How to Access
- In the sidebar, click Reports to expand the menu
- Click Funnel Analysis — it's a flat item in the Reports list, not nested under a sub-group
Route: /insights/funnel-analysis. Available on all plans.
What You'll See on the Page
At the top there's a date-range selector (Last 7 / 14 / 30 / 90 days, plus Last 6 months and Last year on higher plans — the available ranges are capped by your plan) and a period-comparison toggle that overlays the previous period's numbers.
Summary Stats
Three cards give you the headline numbers:
| Card | What It Shows |
|---|---|
| Total Conversion Paths | The number of unique page-to-page journeys that ended in a conversion |
| Blog-Driven Paths | How many of those conversion paths passed through your blog content |
| Blog Conversion Rate | The share of blog visitors who go on to convert |
Top Conversion Paths
The most frequent page-to-page journeys users take before completing a conversion event, each showing the number of users and sessions. Paths are reconstructed from GA4 session data.
Blog to Conversion Paths
When you have blog content, this section highlights the journeys that start on a blog page and end in a conversion — a direct read on the ROI of your content marketing.
Landing Page Performance
A bar chart comparing the conversion rate of each landing page (entry point). Blog pages are highlighted so you can see how content pages stack up against the rest of your site.
Highest Converting Pages
A ranked list of your landing pages by conversion rate, with each page's total users and conversions. Pages are flagged high-performing at 5%+, moderate at 2–5%, and low below 2%.
How to Use This Data
- Find your best entry points — In Landing Page Performance and Highest Converting Pages, spot which pages turn visitors into conversions and send more traffic there.
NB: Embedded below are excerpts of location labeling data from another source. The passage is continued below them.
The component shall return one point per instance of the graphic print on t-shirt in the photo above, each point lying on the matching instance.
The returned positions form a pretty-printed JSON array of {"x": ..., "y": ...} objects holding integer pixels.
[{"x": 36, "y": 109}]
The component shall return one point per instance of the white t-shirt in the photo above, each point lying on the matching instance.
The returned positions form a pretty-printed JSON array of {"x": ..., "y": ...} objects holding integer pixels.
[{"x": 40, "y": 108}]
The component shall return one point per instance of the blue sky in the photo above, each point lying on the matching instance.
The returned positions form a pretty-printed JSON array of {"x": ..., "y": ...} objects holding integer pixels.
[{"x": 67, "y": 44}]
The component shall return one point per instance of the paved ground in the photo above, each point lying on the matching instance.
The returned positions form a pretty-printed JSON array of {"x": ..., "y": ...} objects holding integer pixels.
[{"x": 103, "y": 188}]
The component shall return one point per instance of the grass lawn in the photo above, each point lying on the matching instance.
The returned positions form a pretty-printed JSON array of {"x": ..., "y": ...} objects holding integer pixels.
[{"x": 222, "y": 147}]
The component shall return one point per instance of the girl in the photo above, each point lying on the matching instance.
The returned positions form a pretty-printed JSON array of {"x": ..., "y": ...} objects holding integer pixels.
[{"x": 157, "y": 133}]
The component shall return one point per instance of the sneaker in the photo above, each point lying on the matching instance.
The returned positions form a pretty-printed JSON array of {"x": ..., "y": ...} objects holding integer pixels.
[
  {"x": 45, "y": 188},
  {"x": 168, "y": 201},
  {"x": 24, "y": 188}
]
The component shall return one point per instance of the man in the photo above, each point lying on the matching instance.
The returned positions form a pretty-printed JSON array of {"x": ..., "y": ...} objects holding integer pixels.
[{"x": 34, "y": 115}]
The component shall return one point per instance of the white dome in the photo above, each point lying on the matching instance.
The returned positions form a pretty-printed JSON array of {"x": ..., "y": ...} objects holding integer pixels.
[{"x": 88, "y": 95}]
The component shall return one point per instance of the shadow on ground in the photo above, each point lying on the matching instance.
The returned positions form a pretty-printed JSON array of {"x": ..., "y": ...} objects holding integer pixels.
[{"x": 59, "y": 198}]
- Measure your content — Use Blog-Driven Paths and Blog Conversion Rate to see whether your blog is actually driving conversions, not just traffic.
- Follow the common journeys — Top Conversion Paths shows the routes people actually take; make those routes faster and clearer.
- Compare periods — Turn on comparison to check whether changes you made moved the numbers.
Data Source
Funnel Analysis is powered entirely by Google Analytics (GA4) — conversion paths and blog analytics are derived from your GA4 session and event data. Connect GA4 from the Integrations page in the sidebar. If a section shows "No data available," sync your GA4 data first.
Note: For the high-level visitor → sessions → bookings funnel, see the Overview page (
/insights). Funnel Analysis focuses on the page-level journeys and landing-page conversion behind that funnel.